Anyone who thinks creativity has been stifled should take a good look at all
the indie games recently. Steam has tons of games from developers that have
never been heard of before and they're making some pretty amazing games. And
they're cheap.

------
bradleyland
There are a lot of adjectives thrown around here that don't have sufficient
explanation to say whether consoles are good or bad for innovation.

"I think we actually had our golden age when game development was using floppy
disks..."

I'm guessing by this statement that when he says golden age, he's talking
about new ideas and innovative game play.

"Nintendo came along and software licensing came in and we’ve been in a dark
age since then."

So this must mean that the arrival of Nintendo and software licensing
introduced restrictions that limited game innovation and "killed" gaming.

"...there are no great companies that have been built on the back of
Nintendo."

So now we're on to great companies. Are great companies the same thing as
great games? No doubt, great companies can make great games, but "great
companies" can mean a lot of things. If you're talking from a business
perspective, you might be talking about strong profits and a good pipeline. EA
is living proof that you can build a "great company" where product innovation
takes a back seat to a "re-hash and re-release" product cycle.

Plenty of companies found a way to build great games on the Nintendo platform.
Particularly in the early days when the NES reigned supreme. Some of the best
games ever made were built for that platform. The question of whether the
companies that made them were "great" is irrelevant.

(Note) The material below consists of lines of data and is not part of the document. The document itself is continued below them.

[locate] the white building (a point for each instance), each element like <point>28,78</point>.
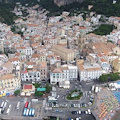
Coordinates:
<point>88,72</point>
<point>65,73</point>
<point>31,76</point>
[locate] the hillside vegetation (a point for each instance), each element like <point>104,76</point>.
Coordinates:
<point>105,7</point>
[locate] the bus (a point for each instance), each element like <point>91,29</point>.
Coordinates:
<point>26,104</point>
<point>2,105</point>
<point>18,105</point>
<point>27,112</point>
<point>24,112</point>
<point>33,112</point>
<point>30,112</point>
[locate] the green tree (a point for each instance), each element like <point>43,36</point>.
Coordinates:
<point>114,76</point>
<point>48,88</point>
<point>36,85</point>
<point>103,78</point>
<point>17,92</point>
<point>38,94</point>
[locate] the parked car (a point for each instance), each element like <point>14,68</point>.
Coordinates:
<point>74,112</point>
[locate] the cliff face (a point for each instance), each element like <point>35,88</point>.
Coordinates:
<point>64,2</point>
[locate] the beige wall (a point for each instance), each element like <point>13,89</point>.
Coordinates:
<point>65,54</point>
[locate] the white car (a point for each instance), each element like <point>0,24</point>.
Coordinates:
<point>58,96</point>
<point>89,111</point>
<point>79,112</point>
<point>86,112</point>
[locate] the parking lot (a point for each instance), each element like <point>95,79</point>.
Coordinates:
<point>16,113</point>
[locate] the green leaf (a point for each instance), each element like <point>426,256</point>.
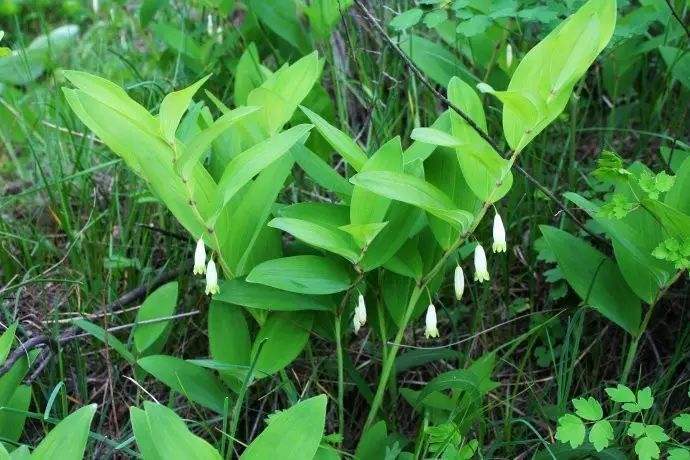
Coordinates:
<point>306,274</point>
<point>620,394</point>
<point>435,137</point>
<point>174,105</point>
<point>320,236</point>
<point>645,398</point>
<point>161,434</point>
<point>248,217</point>
<point>406,19</point>
<point>113,96</point>
<point>6,340</point>
<point>252,161</point>
<point>160,303</point>
<point>367,207</point>
<point>341,142</point>
<point>13,418</point>
<point>571,430</point>
<point>415,191</point>
<point>67,440</point>
<point>228,337</point>
<point>320,171</point>
<point>683,421</point>
<point>601,435</point>
<point>295,432</point>
<point>595,278</point>
<point>196,383</point>
<point>240,292</point>
<point>195,149</point>
<point>647,449</point>
<point>284,335</point>
<point>569,50</point>
<point>588,409</point>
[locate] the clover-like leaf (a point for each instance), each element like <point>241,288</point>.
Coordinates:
<point>571,430</point>
<point>636,429</point>
<point>588,409</point>
<point>601,434</point>
<point>621,394</point>
<point>683,421</point>
<point>647,449</point>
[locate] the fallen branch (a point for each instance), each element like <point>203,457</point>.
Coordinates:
<point>41,340</point>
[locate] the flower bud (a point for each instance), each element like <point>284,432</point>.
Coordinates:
<point>499,235</point>
<point>459,282</point>
<point>360,313</point>
<point>211,278</point>
<point>431,330</point>
<point>481,274</point>
<point>200,258</point>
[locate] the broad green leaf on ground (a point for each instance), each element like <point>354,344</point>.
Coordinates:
<point>571,430</point>
<point>196,383</point>
<point>549,71</point>
<point>228,336</point>
<point>295,432</point>
<point>6,340</point>
<point>595,278</point>
<point>67,440</point>
<point>415,191</point>
<point>160,303</point>
<point>252,161</point>
<point>240,292</point>
<point>280,340</point>
<point>320,236</point>
<point>367,207</point>
<point>306,274</point>
<point>163,435</point>
<point>174,105</point>
<point>341,142</point>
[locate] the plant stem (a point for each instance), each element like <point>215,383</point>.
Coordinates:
<point>417,292</point>
<point>341,379</point>
<point>632,351</point>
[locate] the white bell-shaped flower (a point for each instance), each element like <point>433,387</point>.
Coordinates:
<point>360,313</point>
<point>499,235</point>
<point>430,330</point>
<point>211,278</point>
<point>209,25</point>
<point>200,258</point>
<point>459,282</point>
<point>481,273</point>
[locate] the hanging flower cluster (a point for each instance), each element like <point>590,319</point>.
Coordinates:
<point>481,273</point>
<point>201,268</point>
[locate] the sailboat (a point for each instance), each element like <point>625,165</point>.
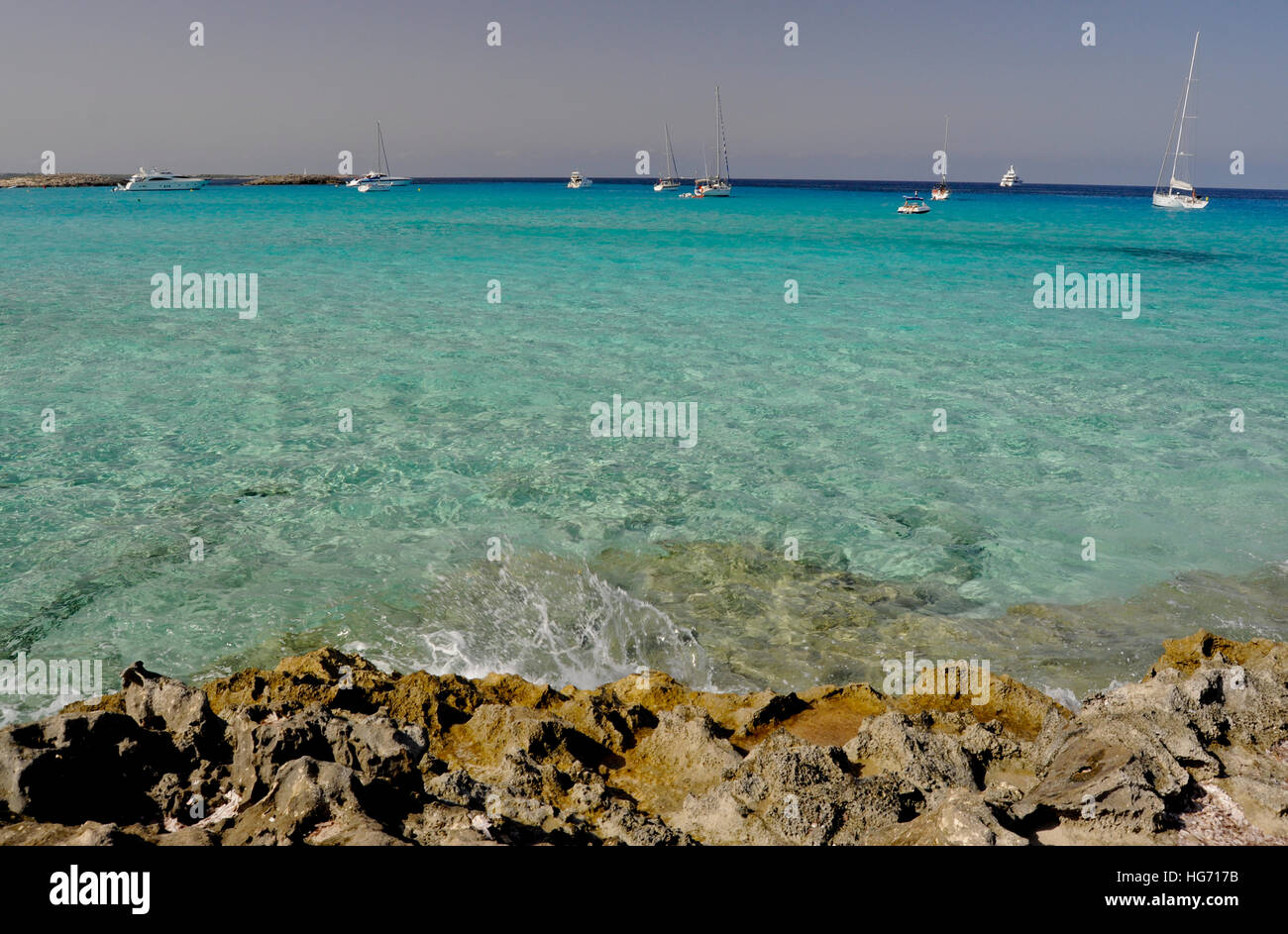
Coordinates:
<point>670,179</point>
<point>377,179</point>
<point>1179,192</point>
<point>941,191</point>
<point>719,185</point>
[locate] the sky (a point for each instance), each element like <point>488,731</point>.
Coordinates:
<point>284,85</point>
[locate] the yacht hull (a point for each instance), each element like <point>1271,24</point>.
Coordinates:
<point>1186,202</point>
<point>178,184</point>
<point>381,182</point>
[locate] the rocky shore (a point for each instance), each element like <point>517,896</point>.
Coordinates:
<point>299,179</point>
<point>326,749</point>
<point>63,179</point>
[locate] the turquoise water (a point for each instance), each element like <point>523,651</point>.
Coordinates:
<point>472,421</point>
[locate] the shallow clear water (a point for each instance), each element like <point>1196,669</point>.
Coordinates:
<point>472,420</point>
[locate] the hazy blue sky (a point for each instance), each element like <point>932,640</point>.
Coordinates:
<point>283,85</point>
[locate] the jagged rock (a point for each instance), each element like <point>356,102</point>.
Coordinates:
<point>956,818</point>
<point>326,749</point>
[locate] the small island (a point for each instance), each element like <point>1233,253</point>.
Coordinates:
<point>63,179</point>
<point>299,179</point>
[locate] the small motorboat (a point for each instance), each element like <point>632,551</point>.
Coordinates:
<point>914,204</point>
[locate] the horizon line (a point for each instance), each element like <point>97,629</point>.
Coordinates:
<point>649,179</point>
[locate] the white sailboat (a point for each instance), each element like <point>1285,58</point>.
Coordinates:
<point>378,178</point>
<point>671,178</point>
<point>717,187</point>
<point>1180,189</point>
<point>941,191</point>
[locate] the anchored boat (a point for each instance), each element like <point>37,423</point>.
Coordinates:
<point>1180,192</point>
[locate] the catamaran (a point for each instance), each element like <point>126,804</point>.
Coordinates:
<point>378,179</point>
<point>941,191</point>
<point>717,187</point>
<point>671,178</point>
<point>1180,192</point>
<point>160,180</point>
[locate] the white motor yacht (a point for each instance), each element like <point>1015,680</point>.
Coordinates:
<point>160,180</point>
<point>913,204</point>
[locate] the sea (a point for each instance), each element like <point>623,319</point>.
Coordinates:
<point>417,442</point>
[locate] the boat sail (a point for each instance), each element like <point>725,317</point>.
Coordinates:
<point>671,178</point>
<point>377,179</point>
<point>941,191</point>
<point>1180,192</point>
<point>717,185</point>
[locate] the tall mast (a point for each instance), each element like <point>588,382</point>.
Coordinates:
<point>944,178</point>
<point>1185,105</point>
<point>380,138</point>
<point>721,147</point>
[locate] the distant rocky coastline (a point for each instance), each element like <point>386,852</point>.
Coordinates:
<point>326,749</point>
<point>299,179</point>
<point>63,179</point>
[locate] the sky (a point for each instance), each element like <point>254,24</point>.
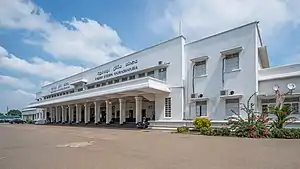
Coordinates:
<point>44,41</point>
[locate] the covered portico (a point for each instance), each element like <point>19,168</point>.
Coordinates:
<point>125,102</point>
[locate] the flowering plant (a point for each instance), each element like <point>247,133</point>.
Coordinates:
<point>283,116</point>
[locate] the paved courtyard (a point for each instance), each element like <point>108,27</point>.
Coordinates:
<point>56,147</point>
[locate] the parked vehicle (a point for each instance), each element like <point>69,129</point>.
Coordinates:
<point>17,121</point>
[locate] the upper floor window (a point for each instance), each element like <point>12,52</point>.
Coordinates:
<point>200,68</point>
<point>110,82</point>
<point>232,105</point>
<point>162,74</point>
<point>201,108</point>
<point>142,75</point>
<point>168,107</point>
<point>131,77</point>
<point>151,73</point>
<point>91,86</point>
<point>116,81</point>
<point>231,62</point>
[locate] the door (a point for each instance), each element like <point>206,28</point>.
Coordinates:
<point>143,113</point>
<point>130,116</point>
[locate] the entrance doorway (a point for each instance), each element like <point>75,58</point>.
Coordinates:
<point>130,117</point>
<point>103,114</point>
<point>92,114</point>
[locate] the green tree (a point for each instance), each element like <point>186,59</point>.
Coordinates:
<point>14,112</point>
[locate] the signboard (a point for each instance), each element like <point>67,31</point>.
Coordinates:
<point>60,87</point>
<point>117,70</point>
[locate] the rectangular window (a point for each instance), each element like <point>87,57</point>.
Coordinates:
<point>132,77</point>
<point>168,107</point>
<point>200,69</point>
<point>162,74</point>
<point>142,75</point>
<point>151,73</point>
<point>91,87</point>
<point>231,62</point>
<point>232,105</point>
<point>201,108</point>
<point>293,102</point>
<point>110,82</point>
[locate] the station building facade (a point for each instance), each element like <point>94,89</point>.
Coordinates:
<point>173,82</point>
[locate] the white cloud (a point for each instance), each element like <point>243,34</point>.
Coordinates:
<point>37,66</point>
<point>83,39</point>
<point>15,99</point>
<point>206,17</point>
<point>16,83</point>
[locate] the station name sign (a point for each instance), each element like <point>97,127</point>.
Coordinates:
<point>117,70</point>
<point>60,87</point>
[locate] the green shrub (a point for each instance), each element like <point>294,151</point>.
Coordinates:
<point>283,116</point>
<point>182,129</point>
<point>201,122</point>
<point>205,131</point>
<point>224,131</point>
<point>285,133</point>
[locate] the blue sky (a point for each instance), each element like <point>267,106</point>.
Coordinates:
<point>43,41</point>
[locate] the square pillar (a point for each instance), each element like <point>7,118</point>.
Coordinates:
<point>51,115</point>
<point>77,113</point>
<point>89,113</point>
<point>57,116</point>
<point>70,114</point>
<point>63,119</point>
<point>138,109</point>
<point>86,113</point>
<point>122,110</point>
<point>97,112</point>
<point>108,110</point>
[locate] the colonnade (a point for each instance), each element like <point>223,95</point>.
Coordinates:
<point>66,113</point>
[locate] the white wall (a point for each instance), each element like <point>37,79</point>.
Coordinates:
<point>242,82</point>
<point>266,87</point>
<point>170,52</point>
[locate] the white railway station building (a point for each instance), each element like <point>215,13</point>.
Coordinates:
<point>173,82</point>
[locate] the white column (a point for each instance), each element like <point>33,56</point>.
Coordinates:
<point>70,114</point>
<point>51,114</point>
<point>89,112</point>
<point>57,117</point>
<point>62,114</point>
<point>79,112</point>
<point>122,110</point>
<point>107,112</point>
<point>86,113</point>
<point>138,109</point>
<point>96,108</point>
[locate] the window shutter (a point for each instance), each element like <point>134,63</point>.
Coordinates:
<point>232,104</point>
<point>200,68</point>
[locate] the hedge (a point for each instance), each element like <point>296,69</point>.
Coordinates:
<point>285,133</point>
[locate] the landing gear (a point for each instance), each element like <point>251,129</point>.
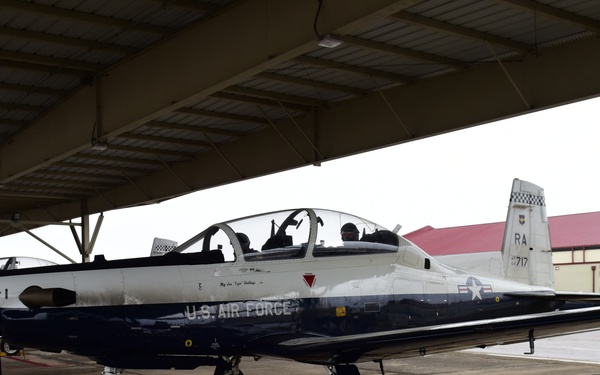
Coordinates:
<point>112,371</point>
<point>229,366</point>
<point>8,349</point>
<point>343,370</point>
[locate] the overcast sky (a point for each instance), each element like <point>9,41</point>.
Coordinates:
<point>455,179</point>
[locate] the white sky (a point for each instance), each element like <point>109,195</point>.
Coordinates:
<point>459,178</point>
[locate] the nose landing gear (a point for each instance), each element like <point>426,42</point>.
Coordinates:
<point>229,366</point>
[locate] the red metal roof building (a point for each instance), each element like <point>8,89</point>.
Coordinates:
<point>568,232</point>
<point>575,241</point>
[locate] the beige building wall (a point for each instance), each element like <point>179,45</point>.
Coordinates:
<point>577,271</point>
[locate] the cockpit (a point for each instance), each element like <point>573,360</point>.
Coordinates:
<point>292,234</point>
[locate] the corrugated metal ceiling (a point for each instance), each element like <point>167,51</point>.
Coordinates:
<point>50,49</point>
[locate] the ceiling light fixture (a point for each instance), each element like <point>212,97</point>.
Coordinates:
<point>99,145</point>
<point>327,40</point>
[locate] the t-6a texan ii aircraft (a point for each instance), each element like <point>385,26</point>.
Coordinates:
<point>315,286</point>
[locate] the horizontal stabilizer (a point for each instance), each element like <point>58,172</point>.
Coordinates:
<point>557,296</point>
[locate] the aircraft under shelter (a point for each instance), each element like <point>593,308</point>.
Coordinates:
<point>103,101</point>
<point>315,286</point>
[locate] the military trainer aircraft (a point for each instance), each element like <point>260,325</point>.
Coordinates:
<point>316,286</point>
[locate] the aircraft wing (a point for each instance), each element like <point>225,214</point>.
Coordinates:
<point>431,339</point>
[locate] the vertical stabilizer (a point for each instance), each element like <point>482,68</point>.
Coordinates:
<point>526,250</point>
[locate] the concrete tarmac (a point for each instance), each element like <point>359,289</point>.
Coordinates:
<point>575,354</point>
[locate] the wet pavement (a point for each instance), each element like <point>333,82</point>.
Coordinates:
<point>575,354</point>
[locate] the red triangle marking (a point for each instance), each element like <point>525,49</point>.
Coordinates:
<point>309,279</point>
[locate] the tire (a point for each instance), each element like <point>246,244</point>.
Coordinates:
<point>8,349</point>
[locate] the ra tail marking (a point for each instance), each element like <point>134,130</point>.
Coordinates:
<point>526,251</point>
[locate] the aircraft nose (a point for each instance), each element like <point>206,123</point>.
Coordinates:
<point>35,297</point>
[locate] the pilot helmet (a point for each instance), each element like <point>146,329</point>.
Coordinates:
<point>349,232</point>
<point>244,240</point>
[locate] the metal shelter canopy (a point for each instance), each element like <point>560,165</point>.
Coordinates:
<point>108,103</point>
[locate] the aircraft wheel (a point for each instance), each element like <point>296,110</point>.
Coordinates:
<point>229,367</point>
<point>8,349</point>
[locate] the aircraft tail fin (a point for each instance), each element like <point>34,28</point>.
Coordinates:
<point>526,250</point>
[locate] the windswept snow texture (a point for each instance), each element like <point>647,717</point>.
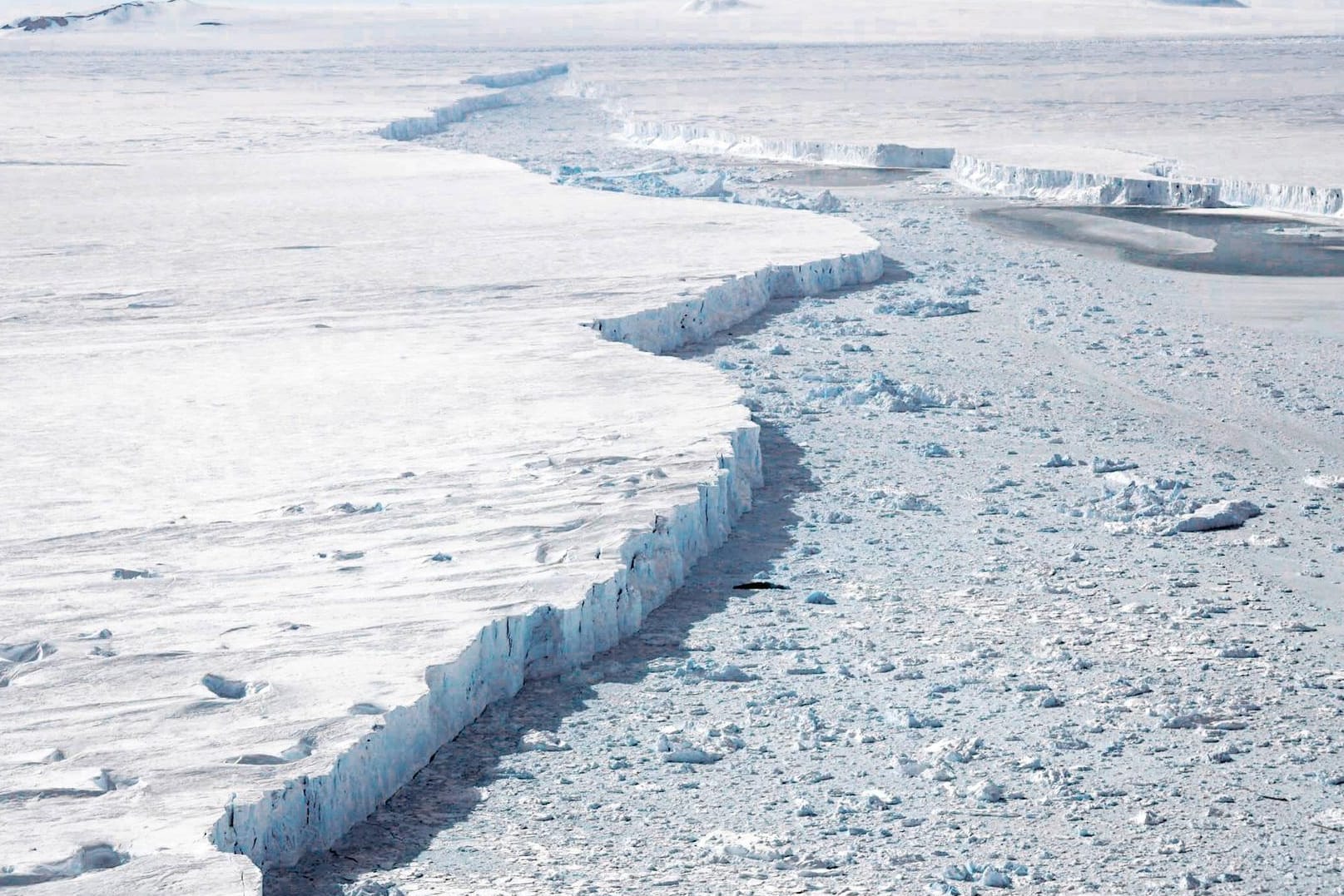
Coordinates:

Fast forward to today, and I'd say we're about to come full circle. Yes, it is
more difficult to gain access to a gaming platform like the XBox, Wii, or PS3,
but they are huge markets with huge incentives. The Wii brought a whole new
round of innovative game play concepts, and the Kinect is doing the same on
the XBox platform.

In the end, whether or not console stifle innovation may not matter all that
much. The internet and mobile devices are the new floppy. Anyone can build a
game for Android. Developing for iOS costs you $99/year; hardly a high
threshold. There are already billion dollar gaming industries built atop
Flash-based gaming. As WebGL progresses, we'll see a whole new round of
creativity well up.